Our liberals – I think it’s fact for all central Europe – our liberal elites are very much distrustful to the people. In this sense, they are undemocratic. They think they know better. So there always goes the campaign against voters of others, specifically of Zeman. They say: you are immoral if you vote for him. You are not civilized enough. You are barbarians from the periphery who shouldn’t vote, who couldn’t support somebody like this, and so on.
So the campaign will be important in how much Babis will be able to communicate and recommend himself, and how much the opposition side will start to do this. I mean, how the power side will be able to control this kind of attack towards the voters, which didn’t vote for them and towards the voters from the peripheries. They make people angry. You know, they make this big mistake that they started to attack normal citizens of the country who just have different opinions. They make them angry by this kind of disrespect, by this kind of dehumanization, which is coming from all media very often.
The campaign will be decisive. Of course, we know that nobody from the failed candidates supported Babis. Everyone is against him. Theoretically the logic says that the general will be the next Czech president. But as it’s still open, there are many factors.
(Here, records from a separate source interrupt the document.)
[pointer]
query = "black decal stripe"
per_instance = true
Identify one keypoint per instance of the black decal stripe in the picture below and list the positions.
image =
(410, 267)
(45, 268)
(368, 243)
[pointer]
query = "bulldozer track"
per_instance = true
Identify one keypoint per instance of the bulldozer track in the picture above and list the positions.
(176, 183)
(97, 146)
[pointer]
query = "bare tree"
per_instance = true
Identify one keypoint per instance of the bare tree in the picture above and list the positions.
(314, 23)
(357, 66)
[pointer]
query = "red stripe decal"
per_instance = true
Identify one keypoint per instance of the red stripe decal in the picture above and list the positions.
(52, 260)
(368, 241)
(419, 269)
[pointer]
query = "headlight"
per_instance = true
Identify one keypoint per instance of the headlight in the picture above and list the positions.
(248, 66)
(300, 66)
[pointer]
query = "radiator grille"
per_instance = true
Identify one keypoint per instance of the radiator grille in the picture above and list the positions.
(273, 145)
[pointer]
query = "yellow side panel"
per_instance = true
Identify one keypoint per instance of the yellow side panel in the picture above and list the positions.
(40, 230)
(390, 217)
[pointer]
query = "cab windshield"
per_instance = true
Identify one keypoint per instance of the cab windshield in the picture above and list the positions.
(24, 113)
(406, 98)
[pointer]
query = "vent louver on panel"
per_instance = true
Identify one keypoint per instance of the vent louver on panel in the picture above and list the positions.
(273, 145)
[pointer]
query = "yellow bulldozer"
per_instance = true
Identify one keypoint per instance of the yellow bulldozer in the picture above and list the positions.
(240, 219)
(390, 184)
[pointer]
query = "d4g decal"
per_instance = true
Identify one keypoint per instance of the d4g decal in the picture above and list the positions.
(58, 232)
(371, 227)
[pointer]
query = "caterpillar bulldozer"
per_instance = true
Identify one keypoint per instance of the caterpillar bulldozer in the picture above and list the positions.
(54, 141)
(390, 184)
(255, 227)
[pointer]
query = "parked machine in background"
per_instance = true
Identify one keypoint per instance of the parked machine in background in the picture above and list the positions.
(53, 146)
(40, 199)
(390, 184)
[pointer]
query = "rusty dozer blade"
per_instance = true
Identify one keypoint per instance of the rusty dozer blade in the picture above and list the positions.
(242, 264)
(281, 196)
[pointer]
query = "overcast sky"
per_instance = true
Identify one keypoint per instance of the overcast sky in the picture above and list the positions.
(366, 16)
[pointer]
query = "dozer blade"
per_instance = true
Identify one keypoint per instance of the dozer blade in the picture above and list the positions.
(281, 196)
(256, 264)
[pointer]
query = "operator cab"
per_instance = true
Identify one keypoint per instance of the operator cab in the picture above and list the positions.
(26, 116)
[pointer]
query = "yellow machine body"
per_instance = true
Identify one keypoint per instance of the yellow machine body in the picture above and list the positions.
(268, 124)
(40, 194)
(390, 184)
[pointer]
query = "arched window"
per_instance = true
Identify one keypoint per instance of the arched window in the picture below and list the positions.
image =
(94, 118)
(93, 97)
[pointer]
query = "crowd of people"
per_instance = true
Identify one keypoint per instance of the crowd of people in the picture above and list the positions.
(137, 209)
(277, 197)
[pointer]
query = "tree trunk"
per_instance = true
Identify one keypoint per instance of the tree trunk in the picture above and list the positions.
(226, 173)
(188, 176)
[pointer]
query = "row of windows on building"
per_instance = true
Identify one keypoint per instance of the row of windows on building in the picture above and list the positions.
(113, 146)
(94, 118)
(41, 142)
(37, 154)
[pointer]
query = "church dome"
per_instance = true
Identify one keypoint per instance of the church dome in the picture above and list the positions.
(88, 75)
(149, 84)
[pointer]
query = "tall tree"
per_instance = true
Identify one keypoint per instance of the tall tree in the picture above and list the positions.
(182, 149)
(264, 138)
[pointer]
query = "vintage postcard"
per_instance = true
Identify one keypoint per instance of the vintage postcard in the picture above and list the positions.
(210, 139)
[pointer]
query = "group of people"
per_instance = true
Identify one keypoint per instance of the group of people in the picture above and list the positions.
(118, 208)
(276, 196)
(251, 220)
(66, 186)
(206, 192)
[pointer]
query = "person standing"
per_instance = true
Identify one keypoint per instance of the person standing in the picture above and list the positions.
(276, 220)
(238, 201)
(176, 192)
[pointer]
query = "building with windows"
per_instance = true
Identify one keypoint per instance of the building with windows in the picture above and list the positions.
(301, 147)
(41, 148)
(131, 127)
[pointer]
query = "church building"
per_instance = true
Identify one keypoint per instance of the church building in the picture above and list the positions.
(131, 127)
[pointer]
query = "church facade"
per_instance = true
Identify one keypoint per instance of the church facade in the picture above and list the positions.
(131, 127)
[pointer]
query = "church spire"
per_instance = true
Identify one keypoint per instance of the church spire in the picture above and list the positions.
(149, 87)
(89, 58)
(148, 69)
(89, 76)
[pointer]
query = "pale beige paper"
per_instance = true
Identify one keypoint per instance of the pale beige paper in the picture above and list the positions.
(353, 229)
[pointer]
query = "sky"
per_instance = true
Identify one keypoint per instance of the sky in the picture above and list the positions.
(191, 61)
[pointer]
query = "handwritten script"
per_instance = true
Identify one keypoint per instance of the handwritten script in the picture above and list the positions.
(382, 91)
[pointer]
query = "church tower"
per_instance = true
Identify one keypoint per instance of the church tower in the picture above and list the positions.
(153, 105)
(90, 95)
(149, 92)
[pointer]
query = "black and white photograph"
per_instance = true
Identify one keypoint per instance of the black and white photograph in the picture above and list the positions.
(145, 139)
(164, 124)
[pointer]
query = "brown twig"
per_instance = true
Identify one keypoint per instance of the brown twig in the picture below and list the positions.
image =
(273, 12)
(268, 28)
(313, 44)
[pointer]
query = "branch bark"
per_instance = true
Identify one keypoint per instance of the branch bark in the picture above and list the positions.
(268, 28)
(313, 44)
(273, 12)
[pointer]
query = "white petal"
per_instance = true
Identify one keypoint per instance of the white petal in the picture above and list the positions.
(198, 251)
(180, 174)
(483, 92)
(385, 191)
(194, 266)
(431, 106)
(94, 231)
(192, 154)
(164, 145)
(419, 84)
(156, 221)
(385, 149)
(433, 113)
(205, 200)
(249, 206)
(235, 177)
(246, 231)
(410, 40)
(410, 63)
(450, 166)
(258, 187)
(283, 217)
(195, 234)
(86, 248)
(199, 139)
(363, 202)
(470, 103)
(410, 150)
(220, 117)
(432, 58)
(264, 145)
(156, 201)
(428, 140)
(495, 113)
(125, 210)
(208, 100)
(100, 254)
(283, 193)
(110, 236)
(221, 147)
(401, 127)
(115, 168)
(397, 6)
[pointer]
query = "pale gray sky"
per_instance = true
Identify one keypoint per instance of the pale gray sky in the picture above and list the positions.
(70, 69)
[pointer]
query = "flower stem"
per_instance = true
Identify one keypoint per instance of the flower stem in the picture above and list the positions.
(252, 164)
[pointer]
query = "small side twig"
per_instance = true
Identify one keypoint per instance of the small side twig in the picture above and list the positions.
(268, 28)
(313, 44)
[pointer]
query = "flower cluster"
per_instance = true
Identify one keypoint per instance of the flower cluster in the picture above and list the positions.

The next factor is, by the way, how many people will come to vote. Now it was around 68%, but in the second round usually less people are going to come. So it can change the constellation, it can change the dynamics there. It can end the same way like Zeman who was able to overcome all these waves against him. Zeman was always alone against all the other candidates from the neoliberal or liberal bloc. So if Babis turns out able to communicate well himself as an alternative, if he is able to use these emotions which are moved against his voters, then he maybe has a chance. However, bookmakers are showing very, very clearly that the trust in Babis is not very strong.
I was very surprised Babis even decided to go for the presidential election because he is really the man of the executive. He is somebody who is very happy to be prime minister, who likes to have this kind of job and who seems himself a crisis manager. And I think he would be maybe pretty bored in the president’s castle. So if he is not voted as president, which is possible, I am pretty sure that he can be a Prime Minister in a few years if nothing happens, about health and other things. He could be again the Czech prime minister.